If a picture is worth a thousand words, it is nevertheless true that sometimes a few words can produce a thousand – well, maybe a few – images. Frequent readers here are aware of references to writer and fellow anthropologist, Jim Stallings, and his poem for “The Observer/The Observed.” Jim and I graduated from high school together, but were not aware of each other until a couple of years ago or that we both held a PhD in anthropology. We wouldn’t know each other walking down the street. But by virtue of the training in anthropology, we share a common vocabulary, even though our lives are otherwise quite different. We both are aware of the French structuralist Claude Levi-Strauss and the deconstruction of myth through binary oppositions. As a grad student, I wrote a paper, “A Structural Analysis of a White Mountain Apache Creation Myth.” While I did not use that much as an Ob/Gyn, that kind of knowledge sticks around and contributes to one’s view of the world and life. On September 15 of this year, Jim noted the approaching Autumn with “…it is that ancient mythic time for the daughter Persephone of the Earth Goddess Demeter to return to the Underworld and stay there until the return for Spring.”
As much as I hate to admit it, I was not familiar with Persephone. I had to go read. As I read more and more, however, her story resonated with me. Within a very short period of time I created three images from some of my favorite subjects, sunflowers and butterflies, that told a story of descent into darkness and emergence from it. Those images can be seen at the 2015 ANMPAS show opening on December 6 and running through December 28. I knew at that point that Persephone’s story was so rich and so complex that I wanted to tell her story through photography, with a real person (or persons), but it took me a bit to figure out how I wanted to do that.
In this image, you see Persephone with a pomegranate, held almost as a royal orb. The pomegranate plays a major supporting role in Persephone’s story, and is symbolic of many things. This will be explored in detail in future images posted here. By unplanned good luck, I had the opportunity to photograph many different pomegranates this fall, and they will be incorporated into some of the Persephone images. At the time I began photographing them, I wasn’t certain what I was going to do with them; I just knew I had to have them.
I began thinking about a photographic model for my Persephone. I had never hired a photographic model, although I had worked with a marvelous woman on someone else’s project. I kind of knew in my mind what I wanted, but I had no idea how to go about finding a photographer’s model that fit that description. Just like the pomegranates, the perfect model just sort of appeared at a time that was also perfect for a photographic session. I surprised myself by walking up and asking her if she had ever been a photographer’s model or would she consider being a photographer’s model. Also to my surprise, she said “yes.” She has the liquid eyes of the classic goddesses depicted in Renaissance paintings. She is athletic with well defined muscles. And she has attitude, an intangible so important in storytelling.
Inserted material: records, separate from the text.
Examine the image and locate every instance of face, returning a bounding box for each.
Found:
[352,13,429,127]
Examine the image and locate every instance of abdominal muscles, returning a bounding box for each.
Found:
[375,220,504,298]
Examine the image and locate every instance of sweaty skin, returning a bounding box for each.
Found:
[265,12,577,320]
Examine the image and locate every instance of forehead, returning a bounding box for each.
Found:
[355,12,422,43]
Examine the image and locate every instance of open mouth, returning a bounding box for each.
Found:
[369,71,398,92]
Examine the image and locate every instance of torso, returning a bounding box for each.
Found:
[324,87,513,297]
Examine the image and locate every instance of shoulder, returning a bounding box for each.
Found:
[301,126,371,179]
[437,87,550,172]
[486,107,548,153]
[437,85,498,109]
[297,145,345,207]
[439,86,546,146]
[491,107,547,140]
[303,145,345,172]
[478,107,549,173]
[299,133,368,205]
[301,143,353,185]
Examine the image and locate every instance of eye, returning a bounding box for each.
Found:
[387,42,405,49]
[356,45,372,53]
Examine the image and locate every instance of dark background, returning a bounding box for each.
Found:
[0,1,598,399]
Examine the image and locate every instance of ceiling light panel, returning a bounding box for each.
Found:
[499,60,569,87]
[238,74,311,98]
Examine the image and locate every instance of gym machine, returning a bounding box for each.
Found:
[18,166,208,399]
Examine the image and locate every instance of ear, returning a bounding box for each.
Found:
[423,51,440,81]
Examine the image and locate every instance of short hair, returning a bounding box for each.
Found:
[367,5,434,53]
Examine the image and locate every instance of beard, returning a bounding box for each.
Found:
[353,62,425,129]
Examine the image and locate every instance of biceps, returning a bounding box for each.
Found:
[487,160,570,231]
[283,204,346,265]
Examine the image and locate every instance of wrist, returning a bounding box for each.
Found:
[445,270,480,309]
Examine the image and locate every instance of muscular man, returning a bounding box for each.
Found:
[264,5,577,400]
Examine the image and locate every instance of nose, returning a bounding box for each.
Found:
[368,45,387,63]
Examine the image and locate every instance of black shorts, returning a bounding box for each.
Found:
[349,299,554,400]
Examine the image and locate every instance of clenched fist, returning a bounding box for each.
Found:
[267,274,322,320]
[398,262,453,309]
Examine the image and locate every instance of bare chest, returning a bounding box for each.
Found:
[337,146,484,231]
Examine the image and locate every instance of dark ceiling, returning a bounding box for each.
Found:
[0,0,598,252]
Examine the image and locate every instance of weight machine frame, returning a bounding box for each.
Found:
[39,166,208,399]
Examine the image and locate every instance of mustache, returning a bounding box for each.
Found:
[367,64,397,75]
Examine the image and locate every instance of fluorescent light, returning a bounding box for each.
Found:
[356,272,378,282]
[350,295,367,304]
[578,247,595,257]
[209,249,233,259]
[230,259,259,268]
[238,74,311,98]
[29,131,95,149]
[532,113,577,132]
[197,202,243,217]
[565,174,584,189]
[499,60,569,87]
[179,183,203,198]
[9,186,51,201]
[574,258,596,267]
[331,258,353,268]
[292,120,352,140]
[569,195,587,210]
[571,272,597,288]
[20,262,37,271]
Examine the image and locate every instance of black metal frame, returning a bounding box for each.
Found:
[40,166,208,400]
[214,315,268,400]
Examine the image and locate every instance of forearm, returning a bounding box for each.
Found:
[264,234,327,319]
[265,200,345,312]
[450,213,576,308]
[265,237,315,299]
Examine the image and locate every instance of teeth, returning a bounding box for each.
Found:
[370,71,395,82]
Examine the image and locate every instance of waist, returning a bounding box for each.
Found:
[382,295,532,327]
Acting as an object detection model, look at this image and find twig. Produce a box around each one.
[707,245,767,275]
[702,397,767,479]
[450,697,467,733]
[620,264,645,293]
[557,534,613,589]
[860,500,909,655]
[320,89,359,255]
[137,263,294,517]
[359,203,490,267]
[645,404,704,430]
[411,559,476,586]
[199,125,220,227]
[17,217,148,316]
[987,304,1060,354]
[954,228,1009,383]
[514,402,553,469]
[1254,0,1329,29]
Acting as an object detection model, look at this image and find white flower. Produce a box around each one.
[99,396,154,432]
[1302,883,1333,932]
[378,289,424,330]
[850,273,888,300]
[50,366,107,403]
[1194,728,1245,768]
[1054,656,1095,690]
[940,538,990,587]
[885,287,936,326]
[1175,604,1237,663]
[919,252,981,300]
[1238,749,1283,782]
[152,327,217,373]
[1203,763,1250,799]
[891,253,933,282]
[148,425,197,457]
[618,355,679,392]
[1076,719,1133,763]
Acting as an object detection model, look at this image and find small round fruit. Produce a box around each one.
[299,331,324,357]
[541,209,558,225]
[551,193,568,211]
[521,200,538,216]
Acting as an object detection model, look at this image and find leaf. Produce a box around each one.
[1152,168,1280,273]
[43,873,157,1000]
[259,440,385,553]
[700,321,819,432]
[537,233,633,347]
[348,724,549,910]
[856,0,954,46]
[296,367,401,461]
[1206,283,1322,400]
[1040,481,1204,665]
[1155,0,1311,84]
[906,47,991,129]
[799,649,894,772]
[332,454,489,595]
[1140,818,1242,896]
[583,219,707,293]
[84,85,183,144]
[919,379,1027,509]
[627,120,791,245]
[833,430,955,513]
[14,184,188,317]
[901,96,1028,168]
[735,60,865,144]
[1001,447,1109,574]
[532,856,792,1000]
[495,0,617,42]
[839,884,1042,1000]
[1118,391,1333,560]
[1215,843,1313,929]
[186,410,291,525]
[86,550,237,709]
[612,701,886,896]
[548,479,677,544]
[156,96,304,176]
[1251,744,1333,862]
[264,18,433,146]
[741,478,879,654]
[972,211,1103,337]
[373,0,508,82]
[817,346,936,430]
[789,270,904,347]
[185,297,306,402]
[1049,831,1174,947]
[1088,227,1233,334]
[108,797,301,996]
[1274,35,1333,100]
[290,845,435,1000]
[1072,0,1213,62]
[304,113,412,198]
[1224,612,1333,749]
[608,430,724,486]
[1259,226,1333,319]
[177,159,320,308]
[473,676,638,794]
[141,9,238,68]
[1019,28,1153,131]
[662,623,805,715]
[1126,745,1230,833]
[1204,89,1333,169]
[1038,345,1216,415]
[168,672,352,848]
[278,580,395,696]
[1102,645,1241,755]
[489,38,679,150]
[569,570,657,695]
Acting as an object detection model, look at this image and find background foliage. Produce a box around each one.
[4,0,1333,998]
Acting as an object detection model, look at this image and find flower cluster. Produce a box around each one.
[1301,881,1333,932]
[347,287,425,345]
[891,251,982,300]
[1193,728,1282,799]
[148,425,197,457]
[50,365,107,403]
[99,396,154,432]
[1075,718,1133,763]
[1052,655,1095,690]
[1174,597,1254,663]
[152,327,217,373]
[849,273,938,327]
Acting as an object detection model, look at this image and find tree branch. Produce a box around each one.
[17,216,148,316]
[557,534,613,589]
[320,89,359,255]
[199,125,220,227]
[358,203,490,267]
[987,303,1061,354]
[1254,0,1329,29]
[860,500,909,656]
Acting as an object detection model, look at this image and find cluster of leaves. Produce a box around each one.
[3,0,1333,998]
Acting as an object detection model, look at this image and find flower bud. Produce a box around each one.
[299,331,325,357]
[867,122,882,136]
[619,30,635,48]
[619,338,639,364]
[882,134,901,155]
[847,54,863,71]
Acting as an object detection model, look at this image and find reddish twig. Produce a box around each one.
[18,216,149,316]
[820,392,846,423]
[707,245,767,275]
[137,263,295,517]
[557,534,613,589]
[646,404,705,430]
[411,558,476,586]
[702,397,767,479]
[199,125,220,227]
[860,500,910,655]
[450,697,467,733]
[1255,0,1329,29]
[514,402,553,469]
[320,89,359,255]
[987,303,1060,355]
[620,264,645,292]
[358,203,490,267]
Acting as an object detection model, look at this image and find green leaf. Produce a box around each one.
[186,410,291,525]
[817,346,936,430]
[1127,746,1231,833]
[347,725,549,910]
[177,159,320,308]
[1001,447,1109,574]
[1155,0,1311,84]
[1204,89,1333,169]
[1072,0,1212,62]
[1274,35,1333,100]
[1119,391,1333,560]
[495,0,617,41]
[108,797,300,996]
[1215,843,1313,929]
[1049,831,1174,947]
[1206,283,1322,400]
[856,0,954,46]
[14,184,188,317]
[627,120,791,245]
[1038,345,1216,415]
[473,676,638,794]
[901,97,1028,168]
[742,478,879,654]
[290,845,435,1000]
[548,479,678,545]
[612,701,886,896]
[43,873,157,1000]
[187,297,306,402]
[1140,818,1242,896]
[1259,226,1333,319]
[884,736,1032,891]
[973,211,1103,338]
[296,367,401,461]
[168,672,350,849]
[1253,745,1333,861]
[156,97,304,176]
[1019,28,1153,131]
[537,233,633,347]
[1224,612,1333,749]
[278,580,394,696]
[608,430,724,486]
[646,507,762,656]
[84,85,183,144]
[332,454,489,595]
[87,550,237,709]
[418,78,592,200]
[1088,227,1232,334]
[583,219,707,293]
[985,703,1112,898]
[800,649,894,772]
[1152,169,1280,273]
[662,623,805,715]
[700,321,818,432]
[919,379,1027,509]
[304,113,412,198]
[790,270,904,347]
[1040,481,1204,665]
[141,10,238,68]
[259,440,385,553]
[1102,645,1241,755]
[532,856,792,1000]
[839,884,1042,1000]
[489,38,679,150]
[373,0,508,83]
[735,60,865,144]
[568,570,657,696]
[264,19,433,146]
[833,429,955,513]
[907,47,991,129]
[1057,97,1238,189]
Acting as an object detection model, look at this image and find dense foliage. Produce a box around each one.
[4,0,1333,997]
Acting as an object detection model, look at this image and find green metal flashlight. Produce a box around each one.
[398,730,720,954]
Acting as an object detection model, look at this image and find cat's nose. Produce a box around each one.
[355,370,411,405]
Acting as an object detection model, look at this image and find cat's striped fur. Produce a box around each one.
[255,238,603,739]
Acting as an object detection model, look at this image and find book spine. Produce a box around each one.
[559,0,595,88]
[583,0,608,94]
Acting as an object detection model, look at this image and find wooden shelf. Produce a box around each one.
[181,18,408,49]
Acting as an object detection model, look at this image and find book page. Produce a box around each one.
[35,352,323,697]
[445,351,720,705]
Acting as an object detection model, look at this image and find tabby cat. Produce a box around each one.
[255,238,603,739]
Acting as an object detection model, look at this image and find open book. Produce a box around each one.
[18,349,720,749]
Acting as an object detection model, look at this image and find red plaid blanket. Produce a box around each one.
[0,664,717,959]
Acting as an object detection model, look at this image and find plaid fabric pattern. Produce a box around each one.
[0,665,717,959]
Many of you here may not be aware that I did a fair amount of maternity portraiture in the past. Even with those portraits, I liked to portray women as strong, and use red, not a typical choice for maternity portraits.
I had planned to photograph Kelly, “Persephone,” in black, but she requested some red as well. I had thought the black would be perfect for the time in the dark underworld. There are images in black, and you will see some of those. When I was doing maternity portraits, I always went with what the clients thought would be best for them. I now add, “trust your model” to things I have learned as a photographer.
This is an introduction to Persephone, and sets the stage for a coming series of images that explore that particular myth…and maybe more.